Ce projet vise à renforcer la santé sexuelle et reproductive en Haïti, en Colombie et au Guatemala pour plus d’équité et de justice sociale.

Lancement du projet régional en Colombie. De gauche à droite : Chrisny Félix, coordonnateur santé Haiti, Karina Dubois-Nguyen, directrice (USI), Islene Lazo, coordonnatrice principale (USI), Brigitte Cotte, médecin en santé publique, Marie Dorey, étudiant à la maitrise de santé publique de l'ESPUN et stagiaire (USI). Crédit : USI.

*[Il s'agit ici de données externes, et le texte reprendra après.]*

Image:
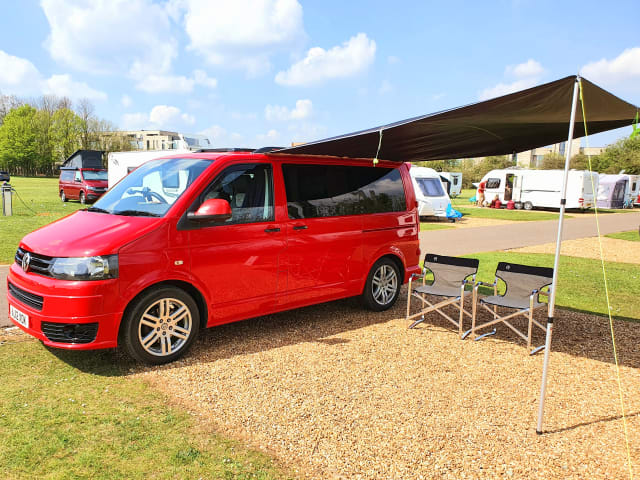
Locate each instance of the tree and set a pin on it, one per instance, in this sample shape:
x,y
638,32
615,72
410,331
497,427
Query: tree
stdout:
x,y
19,141
553,161
66,132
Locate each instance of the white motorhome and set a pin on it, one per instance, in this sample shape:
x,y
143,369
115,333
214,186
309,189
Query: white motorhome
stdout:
x,y
430,193
540,188
452,182
120,164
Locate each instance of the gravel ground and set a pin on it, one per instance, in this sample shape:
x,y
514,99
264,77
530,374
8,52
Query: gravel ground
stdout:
x,y
337,392
615,250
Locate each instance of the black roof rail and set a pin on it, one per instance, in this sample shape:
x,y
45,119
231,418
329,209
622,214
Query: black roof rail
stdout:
x,y
223,150
267,149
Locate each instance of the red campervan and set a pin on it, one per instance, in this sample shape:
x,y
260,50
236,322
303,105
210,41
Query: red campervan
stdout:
x,y
204,239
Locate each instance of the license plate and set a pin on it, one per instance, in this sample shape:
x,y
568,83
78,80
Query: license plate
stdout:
x,y
20,317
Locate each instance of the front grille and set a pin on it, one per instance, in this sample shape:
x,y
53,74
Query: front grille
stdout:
x,y
70,332
34,301
39,263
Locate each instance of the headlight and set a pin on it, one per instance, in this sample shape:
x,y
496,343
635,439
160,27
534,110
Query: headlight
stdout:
x,y
85,268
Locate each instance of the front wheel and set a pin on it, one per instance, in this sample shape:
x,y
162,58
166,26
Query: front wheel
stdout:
x,y
383,286
161,326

Article écrit par UdeM Nouvelles.

Dans un contexte mondial où les inégalités en matière de santé sexuelle et reproductive persistent, un consortium québécois formé de l’Unité de santé internationale de l’Université de Montréal (USI), d’Avocats sans frontières Canada (ASF Canada) et du Centre d’étude et de coopération internationale (CECI) vient d’obtenir 30 M$ du gouvernement du Canada pour mettre en œuvre le projet «Ma santé, Mes droits / Sante Mwen, Dwa Mwen / Mi Salud, Mis Derechos», une initiative d’envergure qui s’étendra jusqu’en 2032.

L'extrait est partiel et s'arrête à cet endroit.